À quelques jours d’une élection présidentielle américaine qui s’annonce extrêmement serrée, les experts mettent en garde contre une nouvelle vague de désinformation qui déferle sur le pays. Comme lors des scrutins de 2016 et 2020, de nombreuses allégations de fraude électorale et d’irrégularités potentielles pendant le dépouillement des votes circulent déjà massivement.
Le spectre de 2020 plane sur l’élection
D’après Lisa Deeley, membre de la commission électorale dans l’État clé de Pennsylvanie, la situation actuelle est un véritable déjà-vu. Le candidat républicain Donald Trump répète depuis plusieurs semaines, sans preuves tangibles, que les démocrates permettraient à des migrants de voter illégalement pour sa rivale Kamala Harris. Une théorie à laquelle souscrivent 8 républicains sur 10 selon un sondage récent.
Ces allégations font écho à celles qui avaient pollué l’élection de 2020, avec des soupçons de piratage des machines à voter, de bourrage des urnes ou encore de comptabilisation de votes de personnes décédées. Des rumeurs qui avaient atteint leur paroxysme le 6 janvier 2021 avec l’assaut du Capitole par des partisans de Donald Trump.
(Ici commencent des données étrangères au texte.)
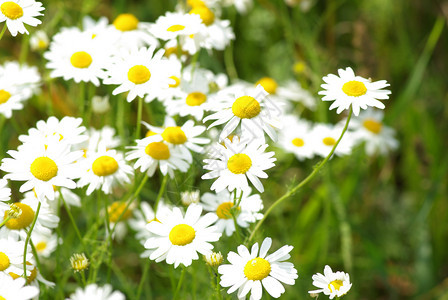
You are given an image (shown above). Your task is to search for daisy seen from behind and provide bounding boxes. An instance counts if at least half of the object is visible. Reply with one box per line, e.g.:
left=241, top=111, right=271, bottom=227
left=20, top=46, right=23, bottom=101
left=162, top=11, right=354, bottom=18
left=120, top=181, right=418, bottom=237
left=319, top=67, right=391, bottom=116
left=218, top=238, right=298, bottom=300
left=145, top=204, right=221, bottom=268
left=308, top=265, right=352, bottom=299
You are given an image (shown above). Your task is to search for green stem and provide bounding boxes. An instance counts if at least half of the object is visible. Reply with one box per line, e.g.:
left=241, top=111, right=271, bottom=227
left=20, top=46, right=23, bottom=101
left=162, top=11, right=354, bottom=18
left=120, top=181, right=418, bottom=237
left=246, top=109, right=353, bottom=243
left=22, top=200, right=42, bottom=280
Un déluge d’infox redouté le jour J
Avec un scrutin qui s’annonce très disputé, les spécialistes craignent une nouvelle avalanche de désinformation le 5 novembre et dans les jours suivants. Images truquées, deepfakes, annonces prématurées de victoire… Tout est à prévoir selon Justin Levitt, professeur de droit :
Ce ne sont que des projections le soir de l’élection. Et si ces projections prennent un peu plus de temps que d’habitude, ce n’est pas un signe d’irrégularités, mais plutôt que le processus démocratique suit son cours.
Une fraude massive jugée improbable
Malgré la perception répandue de fraudes à grande échelle, les cas avérés restent extrêmement rares selon les experts. Sur les dizaines de millions de bulletins déposés en 2020 et 2022, seules quelques dizaines de condamnations pour fraude ont été recensées, rappelle la base de données de l’Heritage Foundation. Des chiffres corroborés par le Brennan Center for Justice sur les scrutins antérieurs.
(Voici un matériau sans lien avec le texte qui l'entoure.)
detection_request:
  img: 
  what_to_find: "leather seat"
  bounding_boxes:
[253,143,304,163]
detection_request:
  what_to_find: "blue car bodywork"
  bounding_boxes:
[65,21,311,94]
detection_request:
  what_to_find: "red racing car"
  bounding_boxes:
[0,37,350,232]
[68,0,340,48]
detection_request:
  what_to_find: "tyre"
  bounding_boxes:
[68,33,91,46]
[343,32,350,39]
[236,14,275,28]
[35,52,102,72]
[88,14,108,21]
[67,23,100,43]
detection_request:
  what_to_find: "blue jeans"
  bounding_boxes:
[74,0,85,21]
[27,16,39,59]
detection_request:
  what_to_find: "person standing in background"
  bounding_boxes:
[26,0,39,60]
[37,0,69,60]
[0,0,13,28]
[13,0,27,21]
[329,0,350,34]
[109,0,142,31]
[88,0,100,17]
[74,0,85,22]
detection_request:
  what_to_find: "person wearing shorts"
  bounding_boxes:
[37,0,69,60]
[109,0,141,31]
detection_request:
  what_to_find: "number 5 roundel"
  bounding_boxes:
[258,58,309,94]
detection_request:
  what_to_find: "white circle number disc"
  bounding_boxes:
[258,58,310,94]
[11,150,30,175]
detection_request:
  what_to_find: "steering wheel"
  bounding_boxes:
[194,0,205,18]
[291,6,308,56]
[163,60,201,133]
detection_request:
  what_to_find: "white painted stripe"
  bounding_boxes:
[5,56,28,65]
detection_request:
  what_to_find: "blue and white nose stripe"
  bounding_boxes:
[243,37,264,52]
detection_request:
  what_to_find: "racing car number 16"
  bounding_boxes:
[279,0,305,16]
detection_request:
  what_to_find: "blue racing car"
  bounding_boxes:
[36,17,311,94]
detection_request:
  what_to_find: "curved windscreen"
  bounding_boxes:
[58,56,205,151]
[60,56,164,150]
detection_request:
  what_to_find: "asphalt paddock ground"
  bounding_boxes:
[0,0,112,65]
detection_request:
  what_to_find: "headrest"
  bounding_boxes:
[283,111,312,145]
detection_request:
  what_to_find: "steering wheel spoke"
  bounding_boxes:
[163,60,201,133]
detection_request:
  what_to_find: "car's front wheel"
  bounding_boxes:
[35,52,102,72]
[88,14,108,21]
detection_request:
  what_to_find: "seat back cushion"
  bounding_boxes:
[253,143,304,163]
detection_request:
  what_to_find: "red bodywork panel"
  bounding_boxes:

Selon Charles Stewart du MIT, l’idée d’une fraude électorale massive apparaît ainsi comme “assez risible” au vu des multiples garde-fous en place. Chaque État a en effet mis en œuvre des mesures de sécurité strictes à chaque étape du vote, du contrôle de l’identité des électeurs au dépouillement public et transparent des bulletins.
Vers plus de transparence pour restaurer la confiance
Face aux doutes qui persistent chez certains sur l’intégrité du processus électoral, les autorités tentent d’accroître encore la transparence. Dans le comté de Maricopa en Arizona, les électeurs peuvent ainsi suivre la trace de leur bulletin par correspondance “à chaque étape”. Le comté de Fulton en Géorgie retransmet même en direct le décompte des voix.
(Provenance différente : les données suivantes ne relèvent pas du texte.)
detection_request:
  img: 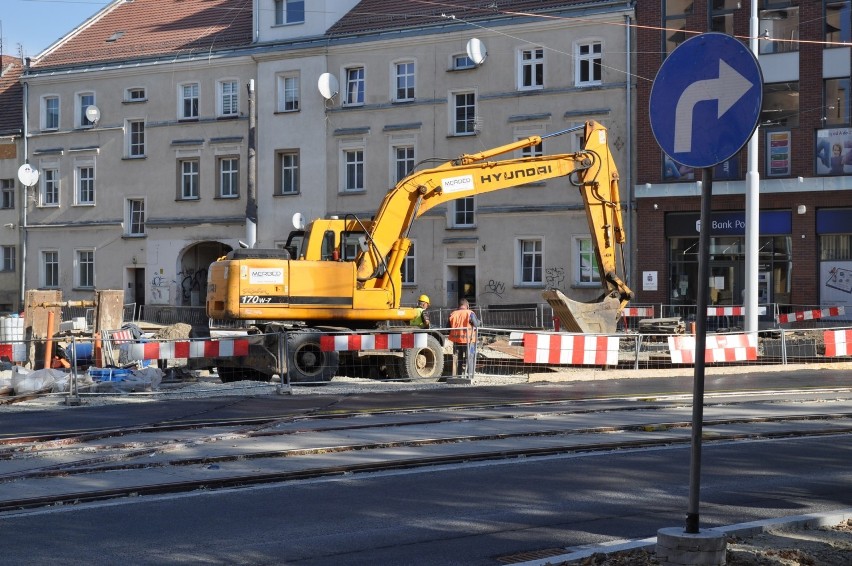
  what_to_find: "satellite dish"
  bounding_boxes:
[293,212,305,230]
[317,73,340,100]
[86,104,101,124]
[18,163,38,187]
[467,37,488,65]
L’objectif est clair : couper court aux rumeurs et théories du complot avant qu’elles ne se propagent. “Nous voulons que les gens voient les choses par eux-mêmes plutôt que de se fier à des vidéos mensongères”, explique Nadine Williams, directrice des opérations électorales à Fulton. Un défi de taille à l’heure des réseaux sociaux.
S’impliquer pour comprendre
Au-delà de la transparence, l’implication citoyenne apparaît aussi comme un remède à la défiance. Lisa Deeley, à Philadelphie, invite ainsi ceux qui doutent encore à devenir bénévoles le jour du scrutin :
En participant directement au processus démocratique, ils pourront constater par eux-mêmes son intégrité et sa rigueur.
Une démarche exigeante, mais nécessaire pour tenter de recréer de la confiance dans un contexte de polarisation extrême. Car au-delà des systèmes de vote, c’est bien la foi dans la démocratie elle-même qui semble fragilisée. Un constat préoccupant à l’heure où les Américains s’apprêtent à faire un choix crucial pour l’avenir de leur pays.